Star Wars: X-Wing Rogue Squadron #1a - Dark Horse Comics, U.S. (July 1995)
The cover to Star Wars: X-Wing Rogue Squadron says everything you need to know about why this series was a success: The continuing adventures of Wedge Antilles!  Wedge was a character that had survived the major battles of all three original movies and had developed a fan following.  The cover is a simple one, Wedge, decked out in his Rebel Pilot uniform, is posed in front of a squad of X-Wing Fighters flying overhead.  As you can see, the title was originally conceived as a 4-issue mini series titled Star Wars: X-Wing Rogue Squadron - Rebel Opposition.
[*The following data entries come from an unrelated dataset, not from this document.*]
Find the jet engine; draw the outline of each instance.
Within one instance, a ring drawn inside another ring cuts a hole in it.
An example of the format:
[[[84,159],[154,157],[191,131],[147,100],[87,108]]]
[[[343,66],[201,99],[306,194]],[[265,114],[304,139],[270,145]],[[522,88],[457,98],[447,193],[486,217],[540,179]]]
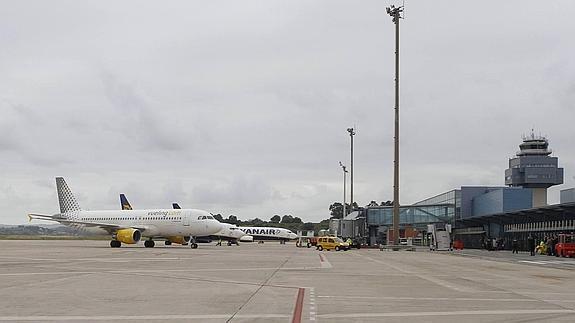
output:
[[[116,240],[127,244],[138,243],[141,237],[142,233],[138,229],[129,228],[116,231]]]
[[[245,235],[245,236],[242,236],[242,237],[240,238],[240,241],[241,241],[241,242],[254,242],[254,237],[253,237],[253,236]]]
[[[171,243],[186,244],[190,241],[190,237],[173,236],[168,237],[168,241],[170,241]]]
Star Wars: X-Wing Rogue Squadron was the first Star Wars comic that played loosely with what was a mini and ongoing series.  The first 20 issues of this series were labelled on the cover as if they were each part of a 4-issue mini-series.  But, the 21st issue is labelled as such on the cover as well as subsequent issues.  In effect, X-Wing Rogue Squadron was a series of mini-series.  Since mini-series are simply story arcs, in a way, this is pretty much how most mainstream comics are published today.  I recall having each arc cataloged as a separate title until issue #21 came out, then I quickly went back and changed it to a single ongoing series.  Publishers have been throwing curves at comic collectors like this since they first began publishing comics which always makes identifying and cataloging comics fun.